IntelliTug’s system comprises an integrated suite of hardware and intelligent software to enable autonomous capabilities, while data collection takes place continuously to support a collision avoidance algorithm.

Bilateral trade

Wartsila is also active in the UK market, recently agreeing an energy storage and electric vehicle deal with infrastructure developer Pivot Power.

The agreement will see energy storage systems installed at two projects totalling 100 megawatts (MW) in Oxford and Kent.

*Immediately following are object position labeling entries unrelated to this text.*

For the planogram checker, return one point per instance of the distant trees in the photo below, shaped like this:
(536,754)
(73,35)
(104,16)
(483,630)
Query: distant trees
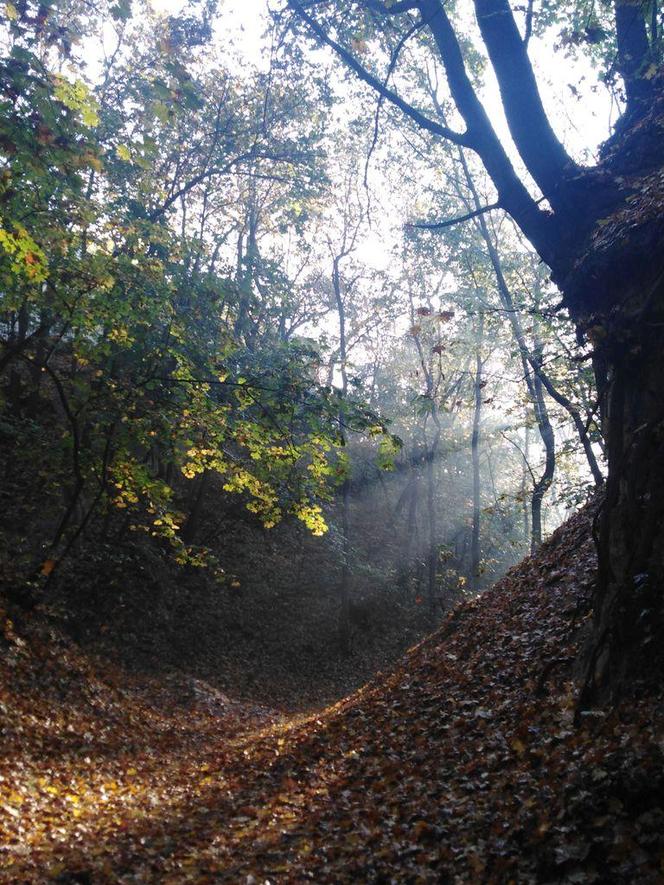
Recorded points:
(597,227)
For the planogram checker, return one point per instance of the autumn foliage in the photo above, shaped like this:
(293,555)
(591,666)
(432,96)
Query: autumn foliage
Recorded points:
(465,763)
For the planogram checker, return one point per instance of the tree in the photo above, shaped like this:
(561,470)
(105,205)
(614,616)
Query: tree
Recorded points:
(599,229)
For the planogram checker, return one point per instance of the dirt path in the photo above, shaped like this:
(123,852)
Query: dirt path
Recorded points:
(462,765)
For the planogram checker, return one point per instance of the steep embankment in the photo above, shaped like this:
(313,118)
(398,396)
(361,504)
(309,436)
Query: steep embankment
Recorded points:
(462,765)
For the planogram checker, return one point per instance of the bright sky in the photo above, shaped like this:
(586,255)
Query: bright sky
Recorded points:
(582,121)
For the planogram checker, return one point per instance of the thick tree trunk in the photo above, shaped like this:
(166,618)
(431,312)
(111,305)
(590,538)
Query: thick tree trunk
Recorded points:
(629,614)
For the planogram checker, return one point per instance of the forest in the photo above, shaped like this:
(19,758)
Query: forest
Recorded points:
(331,441)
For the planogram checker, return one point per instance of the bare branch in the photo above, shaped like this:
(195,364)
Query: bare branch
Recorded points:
(393,8)
(450,222)
(367,77)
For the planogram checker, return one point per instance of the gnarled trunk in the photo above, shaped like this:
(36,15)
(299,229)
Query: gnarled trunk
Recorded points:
(629,612)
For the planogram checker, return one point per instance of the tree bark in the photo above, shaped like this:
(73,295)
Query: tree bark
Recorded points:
(475,455)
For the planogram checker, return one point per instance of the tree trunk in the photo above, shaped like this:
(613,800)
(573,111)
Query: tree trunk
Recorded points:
(628,611)
(475,450)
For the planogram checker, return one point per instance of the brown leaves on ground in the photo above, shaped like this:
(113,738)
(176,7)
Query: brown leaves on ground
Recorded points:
(462,765)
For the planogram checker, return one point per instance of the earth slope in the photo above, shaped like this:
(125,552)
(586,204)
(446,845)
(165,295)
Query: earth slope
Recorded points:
(463,764)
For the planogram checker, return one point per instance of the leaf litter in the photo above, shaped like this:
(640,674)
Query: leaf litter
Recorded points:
(462,764)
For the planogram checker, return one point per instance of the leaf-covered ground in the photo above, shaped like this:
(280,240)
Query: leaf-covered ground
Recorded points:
(462,765)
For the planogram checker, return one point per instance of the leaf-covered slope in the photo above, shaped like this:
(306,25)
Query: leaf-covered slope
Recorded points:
(462,765)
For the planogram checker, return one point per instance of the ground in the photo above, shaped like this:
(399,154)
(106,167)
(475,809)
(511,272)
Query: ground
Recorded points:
(464,763)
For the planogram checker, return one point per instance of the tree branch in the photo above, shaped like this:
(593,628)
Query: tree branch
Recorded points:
(541,151)
(393,8)
(440,225)
(367,77)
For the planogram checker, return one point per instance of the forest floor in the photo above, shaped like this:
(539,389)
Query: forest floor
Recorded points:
(462,764)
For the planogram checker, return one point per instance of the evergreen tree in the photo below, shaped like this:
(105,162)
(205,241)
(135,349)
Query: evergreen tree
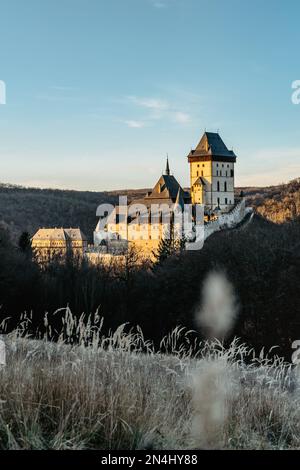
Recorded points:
(25,243)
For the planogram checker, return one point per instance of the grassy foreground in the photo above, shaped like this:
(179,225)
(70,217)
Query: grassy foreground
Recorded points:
(117,393)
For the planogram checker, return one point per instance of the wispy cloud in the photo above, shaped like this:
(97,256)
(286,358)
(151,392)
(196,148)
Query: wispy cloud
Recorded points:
(135,124)
(160,5)
(157,109)
(181,118)
(150,103)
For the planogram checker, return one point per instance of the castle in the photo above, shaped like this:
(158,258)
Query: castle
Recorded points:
(212,186)
(142,223)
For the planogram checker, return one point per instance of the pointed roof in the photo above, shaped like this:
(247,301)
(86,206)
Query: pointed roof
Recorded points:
(200,181)
(179,198)
(167,172)
(211,145)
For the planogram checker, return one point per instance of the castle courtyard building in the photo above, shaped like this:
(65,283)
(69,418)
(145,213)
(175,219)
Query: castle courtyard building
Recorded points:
(48,243)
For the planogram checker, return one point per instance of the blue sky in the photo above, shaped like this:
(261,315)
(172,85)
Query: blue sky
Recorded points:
(99,91)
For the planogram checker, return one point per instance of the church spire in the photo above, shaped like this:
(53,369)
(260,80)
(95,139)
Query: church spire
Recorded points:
(167,172)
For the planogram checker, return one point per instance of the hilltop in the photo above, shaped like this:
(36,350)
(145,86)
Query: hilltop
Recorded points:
(27,209)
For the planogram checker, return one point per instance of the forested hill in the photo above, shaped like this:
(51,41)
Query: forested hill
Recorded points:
(27,209)
(279,203)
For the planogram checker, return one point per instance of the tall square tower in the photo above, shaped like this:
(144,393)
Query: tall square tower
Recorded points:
(212,174)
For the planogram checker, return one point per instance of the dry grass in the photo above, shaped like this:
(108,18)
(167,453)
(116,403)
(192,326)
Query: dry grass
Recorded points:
(116,393)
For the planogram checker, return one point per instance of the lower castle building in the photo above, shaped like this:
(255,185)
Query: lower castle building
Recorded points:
(49,243)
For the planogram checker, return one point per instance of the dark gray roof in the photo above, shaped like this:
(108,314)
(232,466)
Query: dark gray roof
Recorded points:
(212,144)
(166,188)
(200,181)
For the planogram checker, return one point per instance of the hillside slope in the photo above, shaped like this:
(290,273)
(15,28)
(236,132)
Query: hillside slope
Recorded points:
(27,209)
(279,203)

There are plenty of other Finnish companies active in the UK market as well, not just the likes of Nokia, Warsila and global elevator maker Kone, but a host of smaller, ambitious IT firms too.

Many are in the process of strengthening ties in the UK market in the wake of Brexit.

In the other direction, famous British names in Finland include high street fashion chain Next.

And exports are thriving in both directions.

Total bilateral trade in goods and services between the two sides was worth £5.7 billion in the year leading up to the end of March 2019.

Both exporters and investors are represented by an active Finnish-British Chamber of Commerce and other trade groups.

A dozen UK firms visited Finland in February on a trade mission led by the Society of Maritime Industries, taking in Helsinki, Turku and Rauma, and visiting local players such as Meyer Turku, Royal Caribbean Cruises, Marine Alutech and Helsinki Shipyard.

One of the visiting UK firms was Chelsea Technologies, a designer and manufacturer of high-quality ballast water and scrubber wash water compliance monitoring systems.

Matthew Kenney, global business development manager, said shipbuilding for state-of-the-art cruise, passenger and ice-class utility vessels continues to grow strongly in Finland.

“We hope to see Chelsea systems employed on more of these vessels in due course,” he said.

Climate change and the melting of ice in the Arctic has fuelled demand for more ice-class vessels in the commercial shipping and transport sector as well as in the region’s emerging oil and gas industry, with previously inaccessible northern routes now becoming more navigable — and Finnish firms are at the forefront of these developments.

Despite the country’s harsh climate and long, dark days and nights through the winter, these have helped shape its appeal as a tourism destination and its present-day quality of life, with a large, expansive interior that remains untouched, still home to reindeer and bears.

This is also the destination for Christmas season Lapland visits to meet Santa, which attracts thousands of Britons to the country each year.

For businesses too, as a jumping-off point into the emerging EU Baltic States and north-western Russia, Finland is a safe harbour for exporters looking to access wider markets across northern Europe.